Emergency Alert Extreme       
Tornado Warning in this area  
til 4:30 PM EDT                      
Take shelter now                     
Check local media                   
NWS                                        

"The clouds have ragged bottoms now," Spence said.

Wind whistled through the trees and cooled my arms with its moist feel that precedes rain. I clutched my camera and jogged toward the house. Rain fell when I sprinted up the deck ramp.

I settled into my Adirondack chair, downloaded photos, and watched the rain pelt the garden.

Spence, who’d walked to the mailbox before coming inside, tossed the mail onto the coffee table. “I can’t hear the wind in here,” he said picking up our cat George. “We’ll sit on the porch and listen to the storm.”

While Spence and George sat on the porch love seat, wind chimes clanged and thunder boomed.
 
Inside, I listed the signs of fall. Had I found ten?
1. Leaf color.
2. Ripe black walnuts.
3. Blooming asters.
4. Dried Queen Anne’s Lace.
5. Leaves crackling, swishing underfoot and floating on Deer Creek.
6. Potato harvest.
7. Acorn showers.

Only seven. I scrunched my nose at the list then glanced through the sliding glass door. Lightning flashed over the south garden. Not the best time to search for more signs. But, I had driven to the YMCA that morning and passed . . .
8. Golden soybean fields.
9. Pumpkins, mums, and corn stalks decorating homes.

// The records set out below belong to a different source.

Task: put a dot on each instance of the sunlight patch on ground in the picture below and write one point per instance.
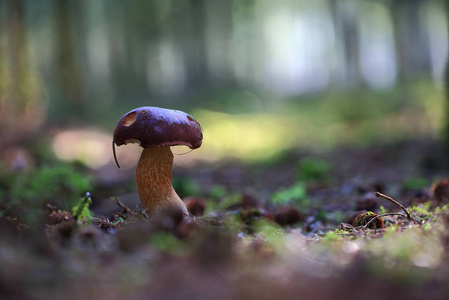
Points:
(93, 148)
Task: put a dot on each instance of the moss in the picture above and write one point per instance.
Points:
(365, 218)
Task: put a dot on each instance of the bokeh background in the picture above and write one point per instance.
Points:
(262, 77)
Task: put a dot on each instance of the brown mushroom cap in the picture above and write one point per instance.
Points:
(156, 127)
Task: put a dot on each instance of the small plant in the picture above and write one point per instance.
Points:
(369, 219)
(81, 210)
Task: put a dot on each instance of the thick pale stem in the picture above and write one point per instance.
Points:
(154, 180)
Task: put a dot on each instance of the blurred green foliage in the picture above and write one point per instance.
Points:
(25, 194)
(414, 183)
(296, 195)
(184, 187)
(314, 170)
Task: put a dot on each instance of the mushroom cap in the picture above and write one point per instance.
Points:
(157, 127)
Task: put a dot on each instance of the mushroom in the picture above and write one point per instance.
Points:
(156, 129)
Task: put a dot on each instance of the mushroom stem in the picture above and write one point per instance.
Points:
(154, 180)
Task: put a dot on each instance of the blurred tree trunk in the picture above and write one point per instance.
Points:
(21, 92)
(446, 81)
(345, 17)
(67, 72)
(412, 52)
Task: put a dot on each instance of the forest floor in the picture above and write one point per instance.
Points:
(282, 230)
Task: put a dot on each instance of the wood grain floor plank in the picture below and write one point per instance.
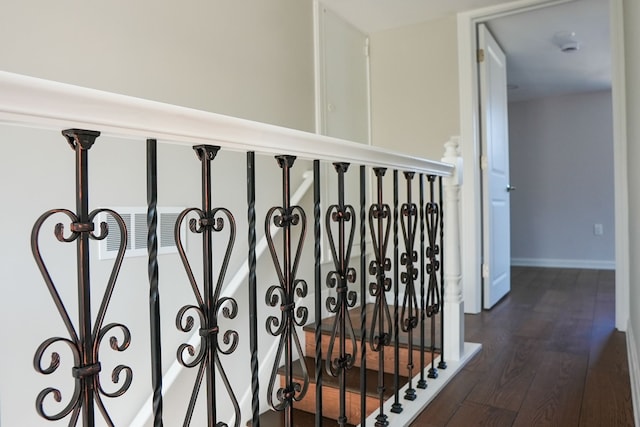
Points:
(551, 356)
(474, 414)
(555, 396)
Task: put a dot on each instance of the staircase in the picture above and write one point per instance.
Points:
(304, 413)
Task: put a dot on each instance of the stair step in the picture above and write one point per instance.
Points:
(331, 392)
(372, 357)
(300, 419)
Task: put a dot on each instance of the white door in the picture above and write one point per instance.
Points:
(344, 79)
(496, 263)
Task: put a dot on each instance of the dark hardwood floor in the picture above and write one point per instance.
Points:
(551, 357)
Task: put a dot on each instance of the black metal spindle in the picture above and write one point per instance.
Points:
(442, 364)
(207, 358)
(363, 299)
(154, 294)
(397, 406)
(433, 266)
(339, 279)
(381, 325)
(287, 217)
(253, 293)
(85, 343)
(318, 288)
(409, 311)
(422, 382)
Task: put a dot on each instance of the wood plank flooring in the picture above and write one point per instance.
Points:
(551, 357)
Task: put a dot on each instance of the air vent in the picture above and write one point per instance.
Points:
(136, 221)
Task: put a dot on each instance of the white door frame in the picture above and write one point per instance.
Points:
(470, 147)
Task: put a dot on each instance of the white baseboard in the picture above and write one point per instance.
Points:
(634, 372)
(564, 263)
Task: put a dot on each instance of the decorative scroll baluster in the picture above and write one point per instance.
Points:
(363, 300)
(422, 383)
(433, 266)
(253, 293)
(381, 326)
(345, 299)
(154, 295)
(287, 217)
(207, 359)
(85, 343)
(442, 364)
(409, 313)
(396, 408)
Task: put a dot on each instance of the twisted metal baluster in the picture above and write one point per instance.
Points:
(318, 288)
(381, 326)
(208, 307)
(422, 382)
(154, 294)
(86, 342)
(433, 266)
(253, 293)
(409, 312)
(396, 408)
(340, 279)
(287, 217)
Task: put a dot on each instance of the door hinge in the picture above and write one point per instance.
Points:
(485, 271)
(484, 163)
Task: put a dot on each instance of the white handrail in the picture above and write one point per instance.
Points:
(43, 103)
(145, 413)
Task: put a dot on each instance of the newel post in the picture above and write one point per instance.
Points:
(453, 301)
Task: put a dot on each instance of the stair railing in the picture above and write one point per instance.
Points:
(34, 102)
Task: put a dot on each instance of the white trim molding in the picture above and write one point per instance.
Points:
(564, 263)
(42, 103)
(634, 372)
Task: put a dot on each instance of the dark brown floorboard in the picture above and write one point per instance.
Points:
(551, 357)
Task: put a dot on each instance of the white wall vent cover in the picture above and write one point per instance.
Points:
(136, 220)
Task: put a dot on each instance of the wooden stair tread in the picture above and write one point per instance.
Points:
(353, 378)
(327, 324)
(300, 419)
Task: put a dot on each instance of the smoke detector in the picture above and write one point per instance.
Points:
(566, 41)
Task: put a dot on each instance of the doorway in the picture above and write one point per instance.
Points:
(470, 147)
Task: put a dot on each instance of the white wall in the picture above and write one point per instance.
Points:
(561, 160)
(632, 58)
(248, 59)
(414, 87)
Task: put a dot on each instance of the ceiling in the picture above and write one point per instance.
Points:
(536, 66)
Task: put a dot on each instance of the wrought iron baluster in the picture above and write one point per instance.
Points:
(84, 343)
(345, 299)
(253, 293)
(317, 214)
(442, 364)
(433, 266)
(207, 358)
(154, 295)
(363, 300)
(422, 382)
(287, 217)
(381, 325)
(409, 311)
(397, 406)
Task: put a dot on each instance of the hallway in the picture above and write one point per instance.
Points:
(551, 356)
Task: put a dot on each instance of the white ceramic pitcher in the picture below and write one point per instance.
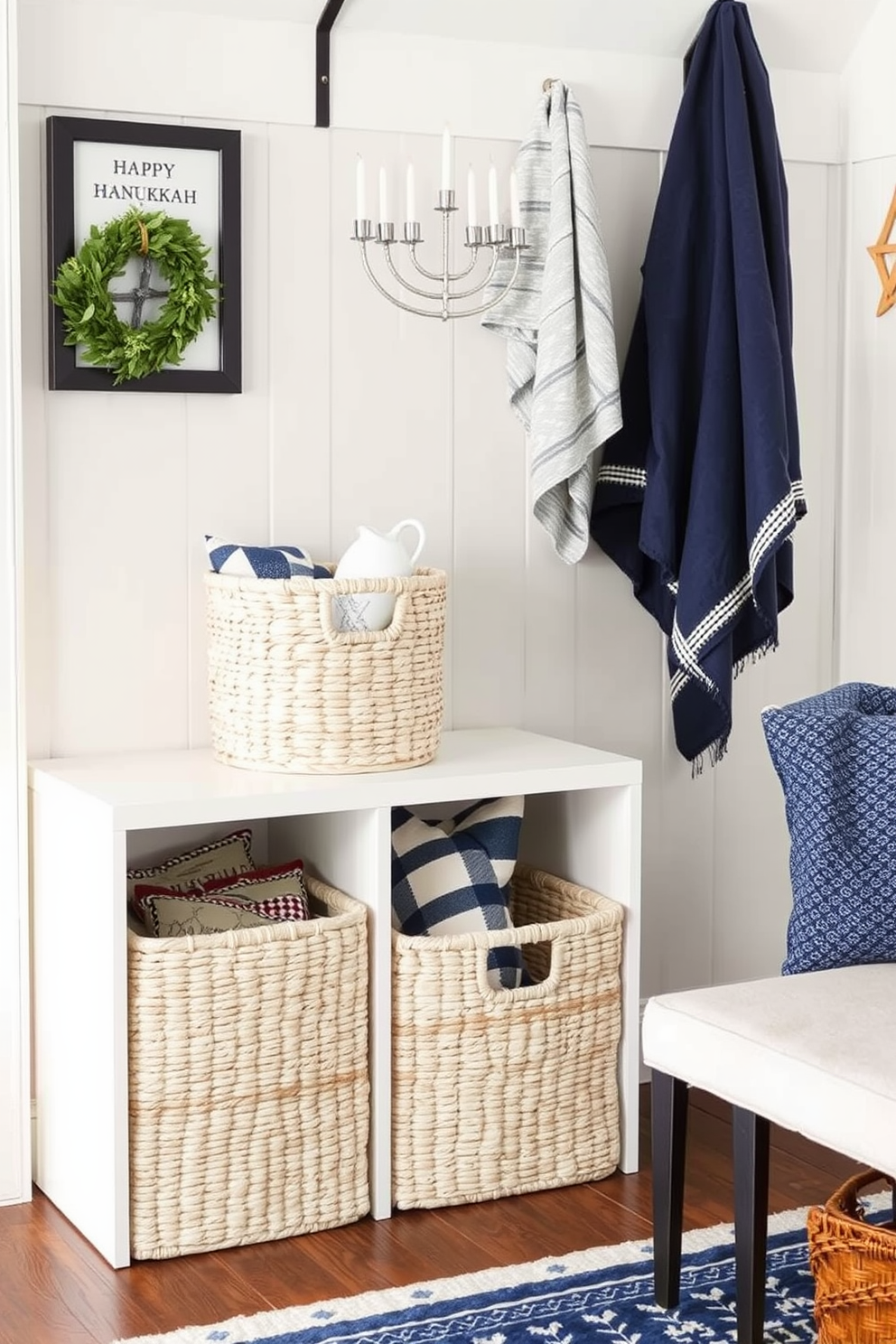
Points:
(375, 555)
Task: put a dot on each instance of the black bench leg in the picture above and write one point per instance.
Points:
(667, 1129)
(751, 1222)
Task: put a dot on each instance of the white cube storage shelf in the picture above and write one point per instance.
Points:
(93, 816)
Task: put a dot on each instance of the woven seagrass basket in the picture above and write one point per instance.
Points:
(499, 1092)
(854, 1264)
(248, 1094)
(288, 691)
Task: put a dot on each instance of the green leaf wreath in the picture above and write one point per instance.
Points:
(80, 291)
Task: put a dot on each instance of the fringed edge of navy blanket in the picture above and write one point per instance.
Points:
(699, 492)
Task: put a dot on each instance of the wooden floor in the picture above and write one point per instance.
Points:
(55, 1289)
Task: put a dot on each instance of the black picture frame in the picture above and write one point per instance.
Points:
(63, 135)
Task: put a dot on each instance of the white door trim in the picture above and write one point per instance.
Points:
(15, 1074)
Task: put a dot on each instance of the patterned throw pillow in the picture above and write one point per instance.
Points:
(225, 858)
(238, 902)
(452, 876)
(171, 914)
(835, 758)
(264, 562)
(261, 883)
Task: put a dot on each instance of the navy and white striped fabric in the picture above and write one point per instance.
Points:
(557, 319)
(262, 562)
(452, 876)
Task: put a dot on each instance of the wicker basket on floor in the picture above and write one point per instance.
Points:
(288, 691)
(248, 1096)
(854, 1264)
(499, 1092)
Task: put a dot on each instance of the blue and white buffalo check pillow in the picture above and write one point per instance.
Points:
(262, 562)
(452, 876)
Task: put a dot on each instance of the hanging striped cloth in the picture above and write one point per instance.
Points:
(557, 320)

And the most obvious sign of fall in rural Western Pennsylvania? A sign we’d detected from inside the log house. I woke and practiced yoga before sunrise. Spence napped or took walks after dinner because he didn’t have enough light for outdoor chores.
10. Fewer hours of daylight.

Mission accomplished. I congratulated myself and felt pleased about finding ten signs for my brother until two days later when Spence made a casual comment during dinner. “The folks at the meeting in Cleveland laughed at my story―me following when you took a walk during a tornado warning.”

Had I been foolish? I hadn’t taken shelter immediately, but I’d noted conditions and took shelter when the rain started. “We didn’t have a tornado.”

Thirty-four miles to the northwest? No imminent danger for my walk. I swallowed a bite of Wells Wood pole beans and wondered if the Cleveland meeting folks had laughed at Spence sitting on the porch during the thunderstorm too. Maybe he didn’t mention that part.